Importa salientar que não é a pessoa que cria intencionalmente essa realidade interna, efetivamente há uma desorganização na forma de se reconhecer. Isso explica o facto de uma pessoa que faça exercício físico várias vezes ao dia e que tenha uma dieta restritiva num resultado de perda de peso/alteração da composição física não o percecione. A distorção que tem do próprio corpo mantém a crença de que o corpo ainda está muito grande e distante dos seus padrões internos de referência. Nenhum comportamento compensatório tem o poder de alterar essa crença nem imagem uma vez que essa imagem é um registo da mente e não do corpo.

Sinais a estar atento


Existem sinais de que quem sofre de distorção da imagem corporal podem apresentar – o objetivo será sempre o de esconder/diminuir o tamanho do corpo para si e para o outro:

  • O uso de roupas largas;
    muitas vezes vestir-se sempre da mesma forma (peças de roupa com o mesmo formato, por exemplo);
  • Observar-se permanentemente ao longo do dia quer através de espelhos, fotografias, balança, como se fosse um ritual;
  • Comparação do seu corpo com outros corpos;
  • Comparação com o seu corpo num determinado período em que era mais magro (antes da adolescência, por exemplo);
  • Exercício físico de forma extenuante mantendo a crença de que o exercício não mudou a sua realidade.

Possíveis causas


Não temos acesso à realidade como ela é, temos acesso à realidade pelos nossos sentidos que é registado de acordo com experiências passadas, fatores psicológicos, familiares e contexto.

Situações/comentários/comparações na infância e adolescência aparecem muitas vezes como causa que são inconscientemente registadas como trauma para a pessoa, favorecendo o desenvolvimento da distorção da imagem corporal, e na grande parte das vezes nem há consciência desses registos.

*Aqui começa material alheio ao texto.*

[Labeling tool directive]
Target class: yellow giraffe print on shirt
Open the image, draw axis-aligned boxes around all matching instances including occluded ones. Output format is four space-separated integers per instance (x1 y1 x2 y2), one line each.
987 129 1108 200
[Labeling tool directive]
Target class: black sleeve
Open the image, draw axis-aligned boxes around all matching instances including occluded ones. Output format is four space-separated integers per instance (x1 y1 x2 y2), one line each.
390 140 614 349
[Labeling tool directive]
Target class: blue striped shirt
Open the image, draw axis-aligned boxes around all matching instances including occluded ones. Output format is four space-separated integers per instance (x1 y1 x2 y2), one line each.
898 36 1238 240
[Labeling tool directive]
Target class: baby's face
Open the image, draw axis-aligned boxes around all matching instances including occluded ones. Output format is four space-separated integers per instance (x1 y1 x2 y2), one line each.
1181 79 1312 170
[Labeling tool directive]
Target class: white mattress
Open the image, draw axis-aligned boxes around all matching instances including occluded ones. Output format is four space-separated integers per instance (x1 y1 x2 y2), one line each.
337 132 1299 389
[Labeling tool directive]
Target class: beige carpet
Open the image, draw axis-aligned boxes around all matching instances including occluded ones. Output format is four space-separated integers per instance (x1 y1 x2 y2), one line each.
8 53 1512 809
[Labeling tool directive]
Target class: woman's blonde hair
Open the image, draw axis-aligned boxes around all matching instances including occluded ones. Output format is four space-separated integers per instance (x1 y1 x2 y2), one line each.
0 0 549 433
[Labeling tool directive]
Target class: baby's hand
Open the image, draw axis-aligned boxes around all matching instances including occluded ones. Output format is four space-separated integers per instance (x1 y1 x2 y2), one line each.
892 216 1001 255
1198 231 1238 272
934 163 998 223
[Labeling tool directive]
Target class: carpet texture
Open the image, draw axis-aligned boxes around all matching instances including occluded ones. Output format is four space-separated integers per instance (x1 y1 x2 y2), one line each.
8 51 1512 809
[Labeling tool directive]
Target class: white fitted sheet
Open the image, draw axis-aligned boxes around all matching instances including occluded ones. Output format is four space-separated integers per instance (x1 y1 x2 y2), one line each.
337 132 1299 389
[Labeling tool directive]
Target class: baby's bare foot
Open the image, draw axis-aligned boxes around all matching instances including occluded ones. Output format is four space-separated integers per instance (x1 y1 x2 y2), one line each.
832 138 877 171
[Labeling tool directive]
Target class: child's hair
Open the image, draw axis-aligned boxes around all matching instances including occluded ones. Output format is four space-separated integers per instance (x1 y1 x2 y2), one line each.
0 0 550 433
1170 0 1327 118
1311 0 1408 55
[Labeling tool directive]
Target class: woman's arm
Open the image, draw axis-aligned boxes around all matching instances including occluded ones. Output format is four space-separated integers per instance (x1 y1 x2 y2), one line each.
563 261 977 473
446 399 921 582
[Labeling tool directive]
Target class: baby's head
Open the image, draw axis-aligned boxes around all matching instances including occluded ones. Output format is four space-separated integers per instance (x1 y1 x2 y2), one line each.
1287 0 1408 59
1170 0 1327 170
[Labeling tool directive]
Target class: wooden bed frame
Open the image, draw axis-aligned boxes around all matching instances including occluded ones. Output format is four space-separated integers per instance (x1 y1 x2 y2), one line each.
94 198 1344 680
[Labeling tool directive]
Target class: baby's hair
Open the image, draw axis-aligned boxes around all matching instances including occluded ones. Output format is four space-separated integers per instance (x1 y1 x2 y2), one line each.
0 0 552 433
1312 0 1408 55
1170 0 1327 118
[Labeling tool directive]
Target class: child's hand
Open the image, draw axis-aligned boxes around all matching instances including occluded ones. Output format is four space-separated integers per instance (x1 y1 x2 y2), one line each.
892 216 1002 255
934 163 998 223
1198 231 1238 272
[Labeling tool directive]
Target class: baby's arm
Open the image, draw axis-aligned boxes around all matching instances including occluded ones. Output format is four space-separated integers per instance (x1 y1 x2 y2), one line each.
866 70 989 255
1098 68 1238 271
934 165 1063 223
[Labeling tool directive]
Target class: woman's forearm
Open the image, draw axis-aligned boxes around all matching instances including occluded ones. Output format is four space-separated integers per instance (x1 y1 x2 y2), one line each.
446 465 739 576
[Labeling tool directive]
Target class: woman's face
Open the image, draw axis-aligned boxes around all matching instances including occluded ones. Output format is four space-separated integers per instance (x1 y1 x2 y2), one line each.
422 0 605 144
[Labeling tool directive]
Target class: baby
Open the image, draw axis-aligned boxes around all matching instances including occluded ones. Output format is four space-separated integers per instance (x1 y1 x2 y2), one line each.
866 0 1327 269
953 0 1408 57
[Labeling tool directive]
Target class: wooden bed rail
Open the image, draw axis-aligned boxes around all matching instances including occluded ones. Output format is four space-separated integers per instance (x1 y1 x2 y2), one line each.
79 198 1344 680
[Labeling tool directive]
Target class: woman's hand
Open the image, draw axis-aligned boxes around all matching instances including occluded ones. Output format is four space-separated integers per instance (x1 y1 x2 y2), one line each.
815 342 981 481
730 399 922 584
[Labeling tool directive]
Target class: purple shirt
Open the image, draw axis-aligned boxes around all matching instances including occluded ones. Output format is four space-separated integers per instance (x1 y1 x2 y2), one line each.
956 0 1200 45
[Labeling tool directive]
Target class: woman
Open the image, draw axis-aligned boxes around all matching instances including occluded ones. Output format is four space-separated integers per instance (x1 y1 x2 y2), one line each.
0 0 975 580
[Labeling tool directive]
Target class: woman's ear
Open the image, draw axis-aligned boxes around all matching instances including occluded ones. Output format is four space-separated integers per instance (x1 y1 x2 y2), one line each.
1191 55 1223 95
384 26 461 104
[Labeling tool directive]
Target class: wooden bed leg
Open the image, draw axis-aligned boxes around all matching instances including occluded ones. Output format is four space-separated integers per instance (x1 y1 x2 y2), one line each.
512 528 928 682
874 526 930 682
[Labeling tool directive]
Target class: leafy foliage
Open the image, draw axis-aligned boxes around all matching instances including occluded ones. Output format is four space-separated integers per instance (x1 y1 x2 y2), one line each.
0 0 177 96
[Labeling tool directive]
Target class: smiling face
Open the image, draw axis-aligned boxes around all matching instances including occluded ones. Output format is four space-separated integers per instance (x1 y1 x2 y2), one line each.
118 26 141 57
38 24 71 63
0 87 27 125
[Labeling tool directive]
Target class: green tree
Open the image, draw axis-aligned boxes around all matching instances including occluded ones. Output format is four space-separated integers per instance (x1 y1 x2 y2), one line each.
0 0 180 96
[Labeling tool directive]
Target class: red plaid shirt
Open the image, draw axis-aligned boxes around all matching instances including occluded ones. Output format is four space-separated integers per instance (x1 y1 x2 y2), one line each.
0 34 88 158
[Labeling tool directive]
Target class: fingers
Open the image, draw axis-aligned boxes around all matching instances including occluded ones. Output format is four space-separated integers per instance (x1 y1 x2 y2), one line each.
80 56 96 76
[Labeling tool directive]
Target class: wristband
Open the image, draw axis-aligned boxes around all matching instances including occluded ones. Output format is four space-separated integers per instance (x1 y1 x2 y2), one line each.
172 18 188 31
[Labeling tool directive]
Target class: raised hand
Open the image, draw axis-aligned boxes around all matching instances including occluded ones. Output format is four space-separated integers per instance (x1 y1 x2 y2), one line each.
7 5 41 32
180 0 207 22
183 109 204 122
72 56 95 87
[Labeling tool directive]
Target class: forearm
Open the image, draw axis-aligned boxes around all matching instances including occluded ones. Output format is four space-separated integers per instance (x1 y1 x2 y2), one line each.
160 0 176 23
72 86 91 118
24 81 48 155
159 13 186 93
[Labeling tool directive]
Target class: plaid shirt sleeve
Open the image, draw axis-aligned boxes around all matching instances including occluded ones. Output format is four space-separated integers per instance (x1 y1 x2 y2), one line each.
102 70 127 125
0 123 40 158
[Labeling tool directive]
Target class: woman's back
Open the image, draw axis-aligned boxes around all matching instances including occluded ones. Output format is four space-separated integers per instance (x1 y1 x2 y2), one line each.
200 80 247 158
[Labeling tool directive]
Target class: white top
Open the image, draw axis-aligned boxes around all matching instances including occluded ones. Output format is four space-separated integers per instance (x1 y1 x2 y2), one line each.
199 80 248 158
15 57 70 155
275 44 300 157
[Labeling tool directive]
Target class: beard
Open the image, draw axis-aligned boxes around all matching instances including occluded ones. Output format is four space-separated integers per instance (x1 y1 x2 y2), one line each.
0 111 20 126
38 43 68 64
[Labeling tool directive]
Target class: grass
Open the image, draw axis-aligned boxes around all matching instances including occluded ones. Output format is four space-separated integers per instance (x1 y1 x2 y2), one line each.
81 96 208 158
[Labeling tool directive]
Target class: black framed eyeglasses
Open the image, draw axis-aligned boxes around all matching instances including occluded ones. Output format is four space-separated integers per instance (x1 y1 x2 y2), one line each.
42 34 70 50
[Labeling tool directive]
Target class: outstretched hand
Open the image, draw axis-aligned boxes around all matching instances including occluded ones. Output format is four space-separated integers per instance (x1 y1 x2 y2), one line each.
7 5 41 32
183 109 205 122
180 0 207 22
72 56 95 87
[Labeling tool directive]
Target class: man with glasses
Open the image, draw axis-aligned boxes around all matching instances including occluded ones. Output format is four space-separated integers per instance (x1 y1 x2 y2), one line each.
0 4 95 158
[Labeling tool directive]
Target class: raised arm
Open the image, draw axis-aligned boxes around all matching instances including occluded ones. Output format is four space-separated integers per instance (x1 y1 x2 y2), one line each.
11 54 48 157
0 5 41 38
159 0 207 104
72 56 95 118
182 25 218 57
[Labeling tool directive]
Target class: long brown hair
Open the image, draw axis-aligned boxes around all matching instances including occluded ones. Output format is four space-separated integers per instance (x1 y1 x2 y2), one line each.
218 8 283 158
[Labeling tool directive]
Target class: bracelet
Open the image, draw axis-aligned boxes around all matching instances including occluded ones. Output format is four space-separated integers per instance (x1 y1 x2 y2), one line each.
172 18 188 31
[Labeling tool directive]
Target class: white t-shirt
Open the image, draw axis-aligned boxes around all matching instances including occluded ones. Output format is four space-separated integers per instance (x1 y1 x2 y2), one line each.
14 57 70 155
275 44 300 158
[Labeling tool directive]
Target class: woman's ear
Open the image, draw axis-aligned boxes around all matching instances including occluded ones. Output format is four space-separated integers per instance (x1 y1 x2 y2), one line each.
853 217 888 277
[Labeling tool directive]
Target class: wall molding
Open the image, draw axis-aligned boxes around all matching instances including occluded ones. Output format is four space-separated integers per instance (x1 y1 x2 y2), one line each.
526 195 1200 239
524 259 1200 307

A compreensão psíquica do porquê vai ser a condição necessária para a reconstrução cognitiva entre perceber o seu corpo e a informação que lhe chega da mente. Ou seja, este diálogo vai ajudar a aprender a olhar-se reconhecendo a sua forma e tamanho do corpo. Muitas vezes fica-se preso a idealizações de padrões que julgamos ser de referência com pouca flexibilidade para distanciamentos “quando pesar x é que vou ser feliz” e na verdade o que se verifica é que isso não acontece, pois parece que nunca há essa satisfação, nunca se é suficiente. Projeta-se no corpo a responsabilidade de uma vida feliz quando essa responsabilidade é multifactorial, quando essa responsabilidade não assenta num número na balança. Favorecer um diálogo harmonioso entre mente/corpo leva o seu tempo. Nenhum mapa que foi desenvolvido e percecionado por anos é apagado de um dia para o outro.

Tratamento


Não raras vezes pode ser necessário o uso de medicação para realmente facilitar a melhor comunicação do córtex pré-frontal quando se percebe que o acompanhamento de psicoterapia por si só se revela insuficiente.

Com a ressalva, obviamente, da importância da continuidade do acompanhamento psicológico sendo um meio facilitador para clarificar situações e auxiliar a explorar novas ferramentas e estratégias de mudança na relação consigo e com os outros. Explorar e trabalhar em consulta as possíveis causas desta condição é particularmente importante para que haja condições favoráveis ao descondicionamento e aceitação da sua própria imagem.

Conclusão


Não é mania, não é ignorância e não é manipulação intencional do real. Existe um conjunto de factores – genéticos, psicológicos, familiares e de contexto – que podem favorecer a distorção da imagem corporal. Trabalhar com seriedade e sensibilidade com as pessoas é o necessário a ser feito.